2 Seferden dönen kişi beldesine yaklaşınca, aile efradına haber vermesi için önceden birisini göndermesi müstehaptır. Böylece evine ani olarak girmiş olmaz. Eve ani olarak girmemek sünnettir. (Şimdi en az cep telefonuyla gelişini haberdar etmelidir.)
3. Kişi beldesine yaklaşınca şu seçme duayı okumalıdır:
"Ey Rabbim! Senden bu köyün hayrını, ahalisinin hayrını, ve içindeki her şeyin hayrını isterim. Ve onun şerrinden, halkının şerrinden ve içindeki şeylerin şerrinden sana sığınırım."
Bazıları şu duayı okumak da müstehaptır demişlerdir:
Bunu hadisten rivayet ettik. El-Ezkar adlı kitabımda da belirttim.
4. Kişi beldesine gelince akşam eve girip kapıyı çalmamalıdır. Belki sabah vaktinde veya akşam üzeri beldeye girmelidir.
5. Kişi beldesine girince önce mescide girip iki rekat namaz kılması sünnettir. Evine girince de iki rekat namaz kılmalı, dua etmeli ve Allah'a şükretmelidir.
6. Hacdan dönen kimseyi, ziyaret eden kişinin ona şöyle dua etmesi müstehaptır:
"Allah haccını kabul, günahlarını affetsin ve sarf ettiğinin yerini doldursun."

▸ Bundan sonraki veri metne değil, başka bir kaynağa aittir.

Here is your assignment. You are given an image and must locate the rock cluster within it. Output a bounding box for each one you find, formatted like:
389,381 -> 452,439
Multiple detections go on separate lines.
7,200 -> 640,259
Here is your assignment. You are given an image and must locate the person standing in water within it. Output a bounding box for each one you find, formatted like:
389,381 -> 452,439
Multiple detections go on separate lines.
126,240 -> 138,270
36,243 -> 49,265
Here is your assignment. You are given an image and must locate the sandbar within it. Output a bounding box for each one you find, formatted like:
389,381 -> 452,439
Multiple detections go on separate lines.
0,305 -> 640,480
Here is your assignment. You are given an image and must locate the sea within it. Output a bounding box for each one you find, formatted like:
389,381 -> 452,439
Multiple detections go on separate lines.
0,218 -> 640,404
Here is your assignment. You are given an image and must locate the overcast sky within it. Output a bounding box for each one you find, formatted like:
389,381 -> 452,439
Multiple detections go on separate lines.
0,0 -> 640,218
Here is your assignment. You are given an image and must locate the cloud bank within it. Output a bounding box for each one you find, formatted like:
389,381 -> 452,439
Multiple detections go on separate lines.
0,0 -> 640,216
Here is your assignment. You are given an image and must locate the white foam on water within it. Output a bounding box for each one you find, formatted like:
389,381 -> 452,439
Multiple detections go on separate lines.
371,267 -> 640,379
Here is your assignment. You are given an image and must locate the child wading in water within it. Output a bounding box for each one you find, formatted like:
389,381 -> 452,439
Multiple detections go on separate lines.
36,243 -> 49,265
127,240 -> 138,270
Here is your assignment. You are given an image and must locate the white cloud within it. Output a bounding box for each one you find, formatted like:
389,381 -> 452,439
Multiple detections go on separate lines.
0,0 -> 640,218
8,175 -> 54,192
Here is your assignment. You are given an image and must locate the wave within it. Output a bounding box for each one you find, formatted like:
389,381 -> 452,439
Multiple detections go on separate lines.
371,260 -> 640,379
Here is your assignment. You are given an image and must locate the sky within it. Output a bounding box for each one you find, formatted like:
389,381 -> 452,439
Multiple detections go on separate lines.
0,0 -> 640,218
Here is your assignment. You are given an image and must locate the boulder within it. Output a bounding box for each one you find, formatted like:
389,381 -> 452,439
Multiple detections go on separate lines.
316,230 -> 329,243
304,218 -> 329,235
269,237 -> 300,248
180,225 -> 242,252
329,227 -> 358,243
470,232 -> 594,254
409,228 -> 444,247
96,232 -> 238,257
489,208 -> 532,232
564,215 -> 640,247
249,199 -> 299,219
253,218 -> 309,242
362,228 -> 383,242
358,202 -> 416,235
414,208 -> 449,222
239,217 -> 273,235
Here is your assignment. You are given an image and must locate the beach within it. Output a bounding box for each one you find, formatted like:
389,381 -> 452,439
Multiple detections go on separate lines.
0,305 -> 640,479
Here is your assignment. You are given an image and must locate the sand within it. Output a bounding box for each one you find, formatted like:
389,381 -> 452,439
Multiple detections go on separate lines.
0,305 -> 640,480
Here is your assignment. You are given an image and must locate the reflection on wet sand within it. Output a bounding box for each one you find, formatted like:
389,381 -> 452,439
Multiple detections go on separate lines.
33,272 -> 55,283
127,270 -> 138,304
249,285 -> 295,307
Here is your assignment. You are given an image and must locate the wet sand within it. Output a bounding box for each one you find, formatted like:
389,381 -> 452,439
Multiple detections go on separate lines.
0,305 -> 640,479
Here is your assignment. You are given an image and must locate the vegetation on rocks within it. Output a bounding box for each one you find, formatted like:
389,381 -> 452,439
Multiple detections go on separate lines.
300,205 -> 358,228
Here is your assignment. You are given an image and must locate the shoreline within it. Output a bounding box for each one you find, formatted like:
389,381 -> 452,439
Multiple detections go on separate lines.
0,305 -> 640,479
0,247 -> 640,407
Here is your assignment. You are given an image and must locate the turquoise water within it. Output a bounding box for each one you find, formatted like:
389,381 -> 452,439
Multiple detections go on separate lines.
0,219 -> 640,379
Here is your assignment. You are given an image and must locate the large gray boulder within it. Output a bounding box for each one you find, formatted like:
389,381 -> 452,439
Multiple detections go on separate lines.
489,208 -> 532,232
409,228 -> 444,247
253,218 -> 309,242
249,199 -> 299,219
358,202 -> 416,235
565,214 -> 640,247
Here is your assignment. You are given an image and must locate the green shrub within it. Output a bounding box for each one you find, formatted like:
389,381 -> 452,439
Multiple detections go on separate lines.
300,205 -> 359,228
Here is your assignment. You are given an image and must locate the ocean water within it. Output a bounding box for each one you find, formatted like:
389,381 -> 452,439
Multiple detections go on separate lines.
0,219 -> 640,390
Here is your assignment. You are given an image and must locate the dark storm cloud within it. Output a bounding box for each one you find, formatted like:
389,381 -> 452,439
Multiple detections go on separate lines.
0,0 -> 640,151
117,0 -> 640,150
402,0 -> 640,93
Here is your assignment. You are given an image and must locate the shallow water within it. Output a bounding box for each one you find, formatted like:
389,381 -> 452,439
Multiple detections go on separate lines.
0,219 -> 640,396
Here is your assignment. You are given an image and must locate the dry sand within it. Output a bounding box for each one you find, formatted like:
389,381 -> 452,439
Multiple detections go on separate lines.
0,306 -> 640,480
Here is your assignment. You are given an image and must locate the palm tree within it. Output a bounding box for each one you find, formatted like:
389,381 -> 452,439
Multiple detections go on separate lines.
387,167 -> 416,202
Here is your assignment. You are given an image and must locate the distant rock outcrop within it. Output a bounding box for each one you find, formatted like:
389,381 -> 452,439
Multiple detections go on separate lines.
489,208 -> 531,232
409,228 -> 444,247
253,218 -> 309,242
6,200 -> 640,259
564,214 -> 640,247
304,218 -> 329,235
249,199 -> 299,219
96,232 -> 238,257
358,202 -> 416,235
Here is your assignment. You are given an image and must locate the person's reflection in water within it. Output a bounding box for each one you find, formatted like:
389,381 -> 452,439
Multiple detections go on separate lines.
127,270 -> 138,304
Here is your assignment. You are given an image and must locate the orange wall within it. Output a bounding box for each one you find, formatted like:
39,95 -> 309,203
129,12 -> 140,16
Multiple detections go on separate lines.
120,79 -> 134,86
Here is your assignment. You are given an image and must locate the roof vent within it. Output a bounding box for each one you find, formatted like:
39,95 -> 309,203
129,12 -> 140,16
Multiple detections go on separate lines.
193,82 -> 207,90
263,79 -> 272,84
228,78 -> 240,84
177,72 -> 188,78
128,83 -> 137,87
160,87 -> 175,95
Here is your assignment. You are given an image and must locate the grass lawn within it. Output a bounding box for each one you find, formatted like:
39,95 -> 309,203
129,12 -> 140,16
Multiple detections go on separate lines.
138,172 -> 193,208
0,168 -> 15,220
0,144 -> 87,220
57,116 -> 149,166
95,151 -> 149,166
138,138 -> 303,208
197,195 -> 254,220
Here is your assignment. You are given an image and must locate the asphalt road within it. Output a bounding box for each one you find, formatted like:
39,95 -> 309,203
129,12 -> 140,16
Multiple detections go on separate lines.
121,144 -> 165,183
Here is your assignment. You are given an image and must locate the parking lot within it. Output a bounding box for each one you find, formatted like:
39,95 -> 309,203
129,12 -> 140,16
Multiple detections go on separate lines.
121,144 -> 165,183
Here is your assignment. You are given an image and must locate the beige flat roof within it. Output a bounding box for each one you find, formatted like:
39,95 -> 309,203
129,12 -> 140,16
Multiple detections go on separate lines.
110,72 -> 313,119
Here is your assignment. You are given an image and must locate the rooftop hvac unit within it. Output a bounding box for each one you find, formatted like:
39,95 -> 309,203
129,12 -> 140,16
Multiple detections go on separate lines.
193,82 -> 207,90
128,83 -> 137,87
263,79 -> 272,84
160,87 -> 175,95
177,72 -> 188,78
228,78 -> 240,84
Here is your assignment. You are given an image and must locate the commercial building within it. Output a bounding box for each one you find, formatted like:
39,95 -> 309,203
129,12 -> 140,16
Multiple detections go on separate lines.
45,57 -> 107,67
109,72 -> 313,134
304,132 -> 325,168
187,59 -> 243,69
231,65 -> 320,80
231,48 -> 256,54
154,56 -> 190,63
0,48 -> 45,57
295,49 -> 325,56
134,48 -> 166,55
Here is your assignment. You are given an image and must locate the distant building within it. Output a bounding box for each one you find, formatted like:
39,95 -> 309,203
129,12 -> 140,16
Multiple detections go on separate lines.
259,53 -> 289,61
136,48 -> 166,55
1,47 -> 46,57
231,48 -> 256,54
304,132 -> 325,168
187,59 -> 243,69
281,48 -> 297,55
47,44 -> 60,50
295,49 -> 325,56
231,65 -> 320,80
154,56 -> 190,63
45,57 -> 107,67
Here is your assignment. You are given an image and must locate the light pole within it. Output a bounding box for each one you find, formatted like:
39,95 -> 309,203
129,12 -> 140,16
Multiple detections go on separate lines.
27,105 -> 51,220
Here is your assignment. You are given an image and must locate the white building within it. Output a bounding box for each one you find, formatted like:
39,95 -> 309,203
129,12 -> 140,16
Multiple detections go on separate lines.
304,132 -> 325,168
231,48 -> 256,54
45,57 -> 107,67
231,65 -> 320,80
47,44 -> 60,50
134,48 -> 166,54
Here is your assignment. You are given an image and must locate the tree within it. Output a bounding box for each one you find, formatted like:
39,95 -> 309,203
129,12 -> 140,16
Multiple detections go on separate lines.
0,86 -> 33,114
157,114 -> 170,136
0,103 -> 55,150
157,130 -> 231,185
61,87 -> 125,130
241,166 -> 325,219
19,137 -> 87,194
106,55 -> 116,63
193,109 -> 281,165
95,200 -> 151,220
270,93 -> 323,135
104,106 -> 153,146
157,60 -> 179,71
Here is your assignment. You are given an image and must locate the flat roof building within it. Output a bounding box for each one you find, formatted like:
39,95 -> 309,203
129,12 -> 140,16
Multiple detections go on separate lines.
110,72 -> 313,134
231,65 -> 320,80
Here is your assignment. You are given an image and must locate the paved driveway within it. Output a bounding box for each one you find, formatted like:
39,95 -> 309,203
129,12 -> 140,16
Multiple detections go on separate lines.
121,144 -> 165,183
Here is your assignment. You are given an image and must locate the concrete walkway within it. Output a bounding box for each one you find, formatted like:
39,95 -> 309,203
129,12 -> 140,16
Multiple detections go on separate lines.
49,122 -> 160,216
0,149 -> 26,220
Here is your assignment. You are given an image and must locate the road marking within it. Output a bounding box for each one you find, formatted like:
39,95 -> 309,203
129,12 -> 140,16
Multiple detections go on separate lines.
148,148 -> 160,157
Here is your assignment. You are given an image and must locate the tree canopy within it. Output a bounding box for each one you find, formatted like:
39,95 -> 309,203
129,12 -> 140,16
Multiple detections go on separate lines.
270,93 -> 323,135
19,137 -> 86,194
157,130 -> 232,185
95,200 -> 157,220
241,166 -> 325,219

Bunu ibni Ömer (r.anhüma)'den, rivayet ettik. Ebu Hureyre (r.a.), Resulullah (s.a.)'ın, "Allah'ım! Hac edene ve ona af dileyene mağfiret et." şeklinde dua ettiğini söylemiştir. Hakim, Müslim'in şartlarına göre bu hadis sahih hadistir demiştir.
7. Seferden dönen evine girince şu duayı okuması müstehaptır. Ki bu hadisi el-Ezkar kitabımda ibni Abbas (r.a.)'dan rivayet ettiğimize göre Resulul-lah (s.a.) seferden dönüp evine girdiği zaman:
"Tövbe tövbe, Rabbimize tevbe ve rücu günah bırakmayacak kadar tevbe." derdi. Ben diyorum ki; "Tevben tevben" demek tövbeyi dilemektir. Yani "Ey Allah'ım senden kamil bir tevbe diliyorum." demektir. "Yuğadiru havben" demek ise, "Günah bırakmayacak tevbe." demektir.
Kişi hacdan döndükten sonra, daha önce üzerinde bulunduğu halden daha iyi bir hal üzere bulunmalıdır. Bu ise haccm kabul edildiğinin bir alamettir. (İmam Nevevi, Hacc ve Umre, Kahraman Yayınları: 270-273.)